The discovery was made by a team of researchers from the University of Copenhagen, University College London and University of Cambridge who analysed charred food remains from a Natufian hunter-gatherer site – a site known as Shubayqa 1 located in the Black Desert.

The results, which were published in the journal Proceedings of the National Academy of Sciences, provide the earliest verifiable evidence for the production of bread.

“The flatbread found at Shubayqa 1 is the earliest evidence of bread-making recovered so far, and it shows that baking was invented before we had plant cultivation,” explained archaeologist Tobias Richter, University of Copenhagen, who led the excavations.

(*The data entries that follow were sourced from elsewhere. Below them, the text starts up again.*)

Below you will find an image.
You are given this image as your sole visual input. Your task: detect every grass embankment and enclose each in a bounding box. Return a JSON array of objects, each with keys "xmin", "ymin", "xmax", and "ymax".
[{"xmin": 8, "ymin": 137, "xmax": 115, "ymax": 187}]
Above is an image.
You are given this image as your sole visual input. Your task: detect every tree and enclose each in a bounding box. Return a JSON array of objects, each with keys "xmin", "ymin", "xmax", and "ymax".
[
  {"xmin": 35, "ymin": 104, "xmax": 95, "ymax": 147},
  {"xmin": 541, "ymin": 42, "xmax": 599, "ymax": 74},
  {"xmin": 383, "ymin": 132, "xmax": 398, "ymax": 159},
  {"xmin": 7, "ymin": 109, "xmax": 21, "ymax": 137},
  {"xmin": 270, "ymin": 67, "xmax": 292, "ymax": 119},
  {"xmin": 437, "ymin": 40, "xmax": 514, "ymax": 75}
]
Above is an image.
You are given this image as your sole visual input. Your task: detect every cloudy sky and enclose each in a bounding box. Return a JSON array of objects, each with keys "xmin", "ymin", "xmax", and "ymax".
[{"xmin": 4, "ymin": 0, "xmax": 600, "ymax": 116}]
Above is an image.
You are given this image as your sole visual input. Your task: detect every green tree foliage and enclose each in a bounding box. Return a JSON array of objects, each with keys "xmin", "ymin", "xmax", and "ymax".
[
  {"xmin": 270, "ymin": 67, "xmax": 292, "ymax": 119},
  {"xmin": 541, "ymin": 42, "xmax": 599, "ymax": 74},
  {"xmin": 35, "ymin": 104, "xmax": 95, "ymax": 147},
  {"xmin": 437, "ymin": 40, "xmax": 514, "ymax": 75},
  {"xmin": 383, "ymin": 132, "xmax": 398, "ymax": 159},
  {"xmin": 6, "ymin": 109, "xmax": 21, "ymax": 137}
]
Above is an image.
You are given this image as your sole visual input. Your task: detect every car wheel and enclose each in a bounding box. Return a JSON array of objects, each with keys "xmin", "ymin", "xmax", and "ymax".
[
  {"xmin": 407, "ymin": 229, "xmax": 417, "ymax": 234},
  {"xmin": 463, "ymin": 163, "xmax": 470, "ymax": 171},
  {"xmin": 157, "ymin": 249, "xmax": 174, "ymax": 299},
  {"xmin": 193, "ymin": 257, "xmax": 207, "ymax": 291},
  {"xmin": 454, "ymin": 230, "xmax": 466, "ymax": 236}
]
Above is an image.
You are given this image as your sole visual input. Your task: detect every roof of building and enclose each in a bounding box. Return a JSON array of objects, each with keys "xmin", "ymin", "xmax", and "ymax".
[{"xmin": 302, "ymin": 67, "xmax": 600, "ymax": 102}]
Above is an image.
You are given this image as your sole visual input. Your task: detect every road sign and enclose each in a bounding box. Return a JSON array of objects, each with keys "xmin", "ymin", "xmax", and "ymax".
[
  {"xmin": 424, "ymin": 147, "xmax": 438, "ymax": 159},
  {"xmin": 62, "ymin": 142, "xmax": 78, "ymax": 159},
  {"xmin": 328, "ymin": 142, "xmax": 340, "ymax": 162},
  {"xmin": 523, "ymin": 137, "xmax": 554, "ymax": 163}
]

He added that the “early and extremely time-consuming” method of producing bread based on wild cereals may have been one of the key driving forces behind the later agricultural revolution.

“The remains analysed in this study show that wild ancestors of domesticated cereals, such as barley, einkorn, and oats, had been ground, sieved and kneaded prior to cooking,” said first author of the study University of Copenhagen archaeobotanist Amaia Arranz Otaegui.

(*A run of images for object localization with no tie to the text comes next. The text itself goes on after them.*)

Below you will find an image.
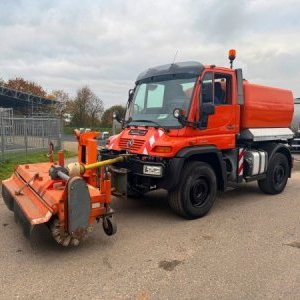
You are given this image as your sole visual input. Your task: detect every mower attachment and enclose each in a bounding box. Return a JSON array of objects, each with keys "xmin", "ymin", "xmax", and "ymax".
[{"xmin": 1, "ymin": 130, "xmax": 129, "ymax": 246}]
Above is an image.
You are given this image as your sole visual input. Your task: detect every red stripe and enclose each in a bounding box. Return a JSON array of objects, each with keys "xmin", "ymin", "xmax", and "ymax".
[{"xmin": 238, "ymin": 148, "xmax": 245, "ymax": 161}]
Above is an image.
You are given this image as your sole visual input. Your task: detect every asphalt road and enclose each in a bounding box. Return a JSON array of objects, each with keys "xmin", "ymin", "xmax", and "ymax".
[{"xmin": 0, "ymin": 170, "xmax": 300, "ymax": 299}]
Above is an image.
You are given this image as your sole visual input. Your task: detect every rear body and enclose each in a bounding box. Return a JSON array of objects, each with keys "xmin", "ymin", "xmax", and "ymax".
[
  {"xmin": 100, "ymin": 60, "xmax": 294, "ymax": 219},
  {"xmin": 291, "ymin": 98, "xmax": 300, "ymax": 151}
]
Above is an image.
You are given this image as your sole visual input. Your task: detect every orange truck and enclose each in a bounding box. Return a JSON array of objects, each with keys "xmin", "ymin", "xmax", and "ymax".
[{"xmin": 100, "ymin": 50, "xmax": 295, "ymax": 219}]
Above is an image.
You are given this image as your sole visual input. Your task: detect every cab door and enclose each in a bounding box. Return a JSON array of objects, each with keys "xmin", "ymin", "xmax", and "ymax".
[{"xmin": 198, "ymin": 70, "xmax": 239, "ymax": 149}]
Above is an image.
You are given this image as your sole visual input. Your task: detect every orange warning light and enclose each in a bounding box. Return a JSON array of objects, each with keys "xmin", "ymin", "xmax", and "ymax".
[{"xmin": 228, "ymin": 49, "xmax": 236, "ymax": 60}]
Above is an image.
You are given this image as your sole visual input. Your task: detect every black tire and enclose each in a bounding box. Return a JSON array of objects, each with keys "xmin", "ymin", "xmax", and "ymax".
[
  {"xmin": 103, "ymin": 217, "xmax": 117, "ymax": 236},
  {"xmin": 258, "ymin": 152, "xmax": 290, "ymax": 194},
  {"xmin": 2, "ymin": 185, "xmax": 14, "ymax": 211},
  {"xmin": 168, "ymin": 161, "xmax": 217, "ymax": 219}
]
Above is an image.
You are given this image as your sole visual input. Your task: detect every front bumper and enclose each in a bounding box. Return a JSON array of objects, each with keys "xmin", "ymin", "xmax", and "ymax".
[
  {"xmin": 100, "ymin": 150, "xmax": 184, "ymax": 191},
  {"xmin": 100, "ymin": 151, "xmax": 166, "ymax": 178}
]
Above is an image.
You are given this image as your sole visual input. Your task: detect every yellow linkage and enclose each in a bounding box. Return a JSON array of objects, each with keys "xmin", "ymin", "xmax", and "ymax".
[
  {"xmin": 67, "ymin": 155, "xmax": 129, "ymax": 177},
  {"xmin": 84, "ymin": 156, "xmax": 128, "ymax": 171}
]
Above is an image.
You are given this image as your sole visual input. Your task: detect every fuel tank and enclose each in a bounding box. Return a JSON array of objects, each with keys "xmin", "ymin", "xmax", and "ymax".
[{"xmin": 241, "ymin": 81, "xmax": 294, "ymax": 129}]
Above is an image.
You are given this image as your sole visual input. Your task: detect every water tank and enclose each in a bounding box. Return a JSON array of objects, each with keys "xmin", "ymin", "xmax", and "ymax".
[{"xmin": 240, "ymin": 81, "xmax": 294, "ymax": 129}]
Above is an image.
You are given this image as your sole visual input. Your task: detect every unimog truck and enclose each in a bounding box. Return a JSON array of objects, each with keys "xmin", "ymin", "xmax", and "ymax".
[{"xmin": 100, "ymin": 50, "xmax": 294, "ymax": 219}]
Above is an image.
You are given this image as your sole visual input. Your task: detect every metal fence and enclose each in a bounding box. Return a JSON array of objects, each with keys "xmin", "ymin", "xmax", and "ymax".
[{"xmin": 0, "ymin": 116, "xmax": 62, "ymax": 160}]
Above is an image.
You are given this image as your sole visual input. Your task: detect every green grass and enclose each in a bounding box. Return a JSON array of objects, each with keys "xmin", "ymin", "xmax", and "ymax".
[{"xmin": 0, "ymin": 150, "xmax": 76, "ymax": 181}]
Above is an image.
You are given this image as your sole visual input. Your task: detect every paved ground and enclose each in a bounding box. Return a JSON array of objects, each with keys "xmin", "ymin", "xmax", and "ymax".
[{"xmin": 0, "ymin": 167, "xmax": 300, "ymax": 299}]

“The remains are very similar to unleavened flatbreads identified at several Neolithic and Roman sites in Europe and Turkey. So we now know that bread-like products were produced long before the development of farming. The next step is to evaluate if the production and consumption of bread influenced the emergence of plant cultivation and domestication at all.”

Electronic microscopy was used to analyse the charred remains at a UCL lab by PhD candidate Lara Gonzalez Carratero (see photo right). However, the identification of bread or other cereal-based products in archaeology is not straightforward.

“There has been a tendency to simplify classification without really testing it against an identification criteria. We have established a new set of criteria to identify flatbread, dough and porridge-like products in the archaeological record. Using scanning electron microscopy we identified the microstructures and particles of each charred food remain,” she explained.